Mekari is Indonesia's no. 1 Software-as-a-Service (SaaS) company. With our ecosystem of software solutions—including Mekari Jurnal, Mekari Talenta, Mekari Qontak, and Mekari Flex, we aim to facilitate entrepreneurs and leaders as they accelerate the digital transformation of their businesses.

In our 10+ years of journey we have reached over 1 Million platform users, and we're not planning to stop any time soon. We need more people like you: builders and owners with calculated ambition who are ready to #ElevateThroughImpact and raise Indonesia's software standard.

Job Description:

This is a senior individual contributor role for someone who believes governance and compliance should run on systems, not spreadsheets. You will own Mekari's security governance and compliance program end to end, act as the company's subject matter expert on AI governance, and rethink how the work itself gets done by embedding AI and automation into every part of the program.
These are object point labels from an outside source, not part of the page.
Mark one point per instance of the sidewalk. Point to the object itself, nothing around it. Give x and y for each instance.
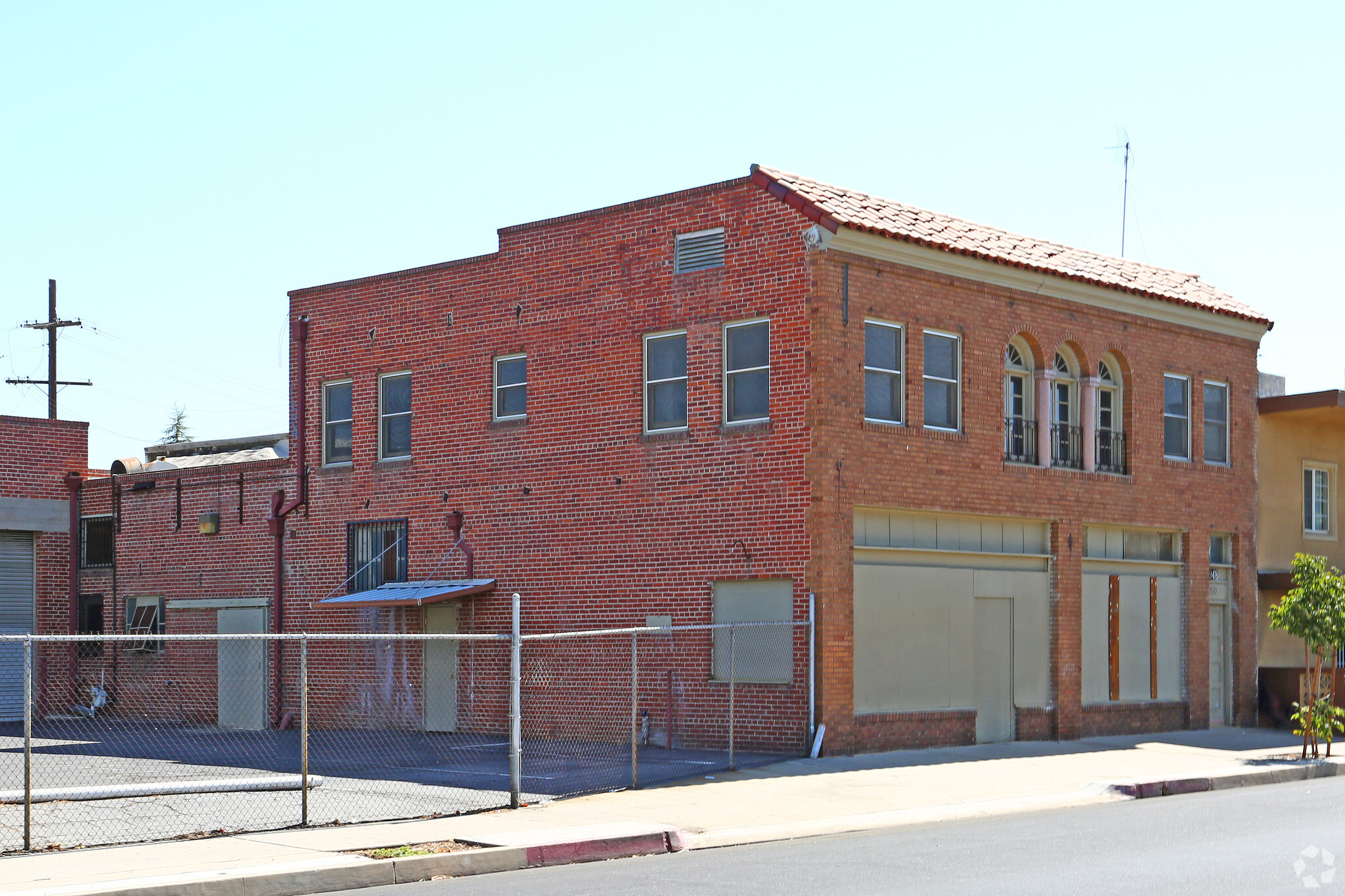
(797, 798)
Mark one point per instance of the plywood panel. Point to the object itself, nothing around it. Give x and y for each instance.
(1032, 639)
(1094, 624)
(1134, 637)
(1169, 640)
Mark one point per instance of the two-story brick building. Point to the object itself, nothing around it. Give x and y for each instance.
(1001, 467)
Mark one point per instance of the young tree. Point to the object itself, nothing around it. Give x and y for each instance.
(177, 429)
(1314, 610)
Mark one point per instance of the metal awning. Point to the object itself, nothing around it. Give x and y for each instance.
(409, 594)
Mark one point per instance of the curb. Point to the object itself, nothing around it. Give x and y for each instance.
(380, 872)
(1146, 789)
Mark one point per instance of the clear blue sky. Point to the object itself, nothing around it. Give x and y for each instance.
(178, 167)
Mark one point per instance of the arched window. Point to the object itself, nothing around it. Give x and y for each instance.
(1020, 430)
(1111, 440)
(1066, 438)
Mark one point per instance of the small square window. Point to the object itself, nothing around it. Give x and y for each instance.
(747, 371)
(1216, 423)
(1176, 417)
(395, 412)
(338, 419)
(510, 387)
(883, 390)
(665, 382)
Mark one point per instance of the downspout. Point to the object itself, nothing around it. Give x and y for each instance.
(74, 482)
(280, 509)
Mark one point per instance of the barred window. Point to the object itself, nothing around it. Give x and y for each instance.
(97, 542)
(376, 553)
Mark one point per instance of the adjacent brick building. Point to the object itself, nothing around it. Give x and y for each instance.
(1001, 467)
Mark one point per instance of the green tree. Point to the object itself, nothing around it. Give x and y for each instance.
(1314, 610)
(177, 429)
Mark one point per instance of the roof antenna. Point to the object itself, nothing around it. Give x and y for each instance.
(1124, 136)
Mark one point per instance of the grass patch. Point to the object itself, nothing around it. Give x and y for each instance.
(416, 849)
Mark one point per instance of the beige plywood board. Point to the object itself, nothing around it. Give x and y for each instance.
(1094, 624)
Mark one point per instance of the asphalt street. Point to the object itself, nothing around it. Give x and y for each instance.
(1234, 842)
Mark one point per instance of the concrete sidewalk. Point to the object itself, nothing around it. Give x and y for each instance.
(797, 798)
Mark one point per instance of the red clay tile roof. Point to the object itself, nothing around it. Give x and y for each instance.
(834, 207)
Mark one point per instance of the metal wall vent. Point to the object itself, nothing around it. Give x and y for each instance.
(699, 250)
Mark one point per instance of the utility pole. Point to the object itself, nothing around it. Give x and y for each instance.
(51, 326)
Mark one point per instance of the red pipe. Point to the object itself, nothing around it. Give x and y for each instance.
(74, 482)
(278, 511)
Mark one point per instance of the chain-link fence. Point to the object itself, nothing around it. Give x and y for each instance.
(133, 738)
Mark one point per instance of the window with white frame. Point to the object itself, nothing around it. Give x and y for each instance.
(510, 387)
(747, 371)
(665, 382)
(1317, 500)
(338, 419)
(883, 390)
(942, 381)
(1176, 417)
(1216, 422)
(395, 413)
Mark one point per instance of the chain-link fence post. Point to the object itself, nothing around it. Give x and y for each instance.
(27, 743)
(635, 712)
(516, 711)
(303, 725)
(734, 675)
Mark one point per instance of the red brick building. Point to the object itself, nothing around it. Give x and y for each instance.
(1001, 465)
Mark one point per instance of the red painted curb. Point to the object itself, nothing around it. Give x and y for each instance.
(591, 851)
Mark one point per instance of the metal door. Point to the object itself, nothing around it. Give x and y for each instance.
(15, 617)
(1219, 677)
(441, 668)
(241, 699)
(993, 664)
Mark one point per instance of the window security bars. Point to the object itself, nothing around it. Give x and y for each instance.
(1110, 456)
(97, 542)
(1020, 440)
(376, 554)
(204, 738)
(1066, 446)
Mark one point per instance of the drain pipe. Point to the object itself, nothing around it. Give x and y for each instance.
(278, 511)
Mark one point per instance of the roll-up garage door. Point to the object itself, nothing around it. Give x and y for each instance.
(15, 617)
You work independently, set your own direction, and are measured by impact rather than team size.

What you will do:

• Own and run the GRC program: risk assessments, IT policies, control framework, and compliance performance measurement across SaaS and regulated financial services products, built on a unified control set so one piece of evidence serves many frameworks.

• Lead all certification and regulatory audits and assessments (ISO 27001, ISO 27701, PJP, DJP) as well as customer and partner audits end to end and independently, and ensure ongoing compliance with UU PDP, while rethinking audit readiness through AI-assisted evidence preparation, control gap analysis, and documentation, so audit cycles get faster every round instead of repeating the same manual grind.

• Reinvent third-party security due diligence and the company-wide security awareness program with AI at the core: automated vendor risk analysis and questionnaire processing, and adaptive awareness campaigns such as AI-driven phishing simulations that reflect real attacker techniques.

• Act as the SME for AI governance: build and own the AI governance framework, assess AI use cases and vendors, and ensure AI adoption complies with UU PDP and AI standards (ISO/IEC 42001, NIST AI RMF).

• Build and operate the GRC platform: automated evidence collection, continuous control monitoring, and AI-assisted compliance workflows that turn point-in-time compliance into continuous assurance.

• Report to the leadership on compliance posture, AI governance status, and the measurable efficiency gains your automation delivers.

Requirements:

• Bachelor's degree and 5+ years of hands-on GRC experience, including ISO 27001 certification programs and OJK, BI, or DJP compliance; ISO 27701 exposure is a strong plus.

• At least 1 year building or running an AI governance program, demonstrated through AI governance frameworks, AI/LLM adoption policies, AI vendor risk assessments, or alignment with ISO/IEC 42001 or NIST AI RMF.

• Deep knowledge of UU PDP and Indonesian financial regulations (PBI, POJK), with direct experience facing regulators and auditors.

• Ability to build automation: scripting, APIs, or AI-assisted tooling to streamline compliance work. This is a must, not a nice-to-have.

• Strong stakeholder management with the ability to influence leadership without formal authority.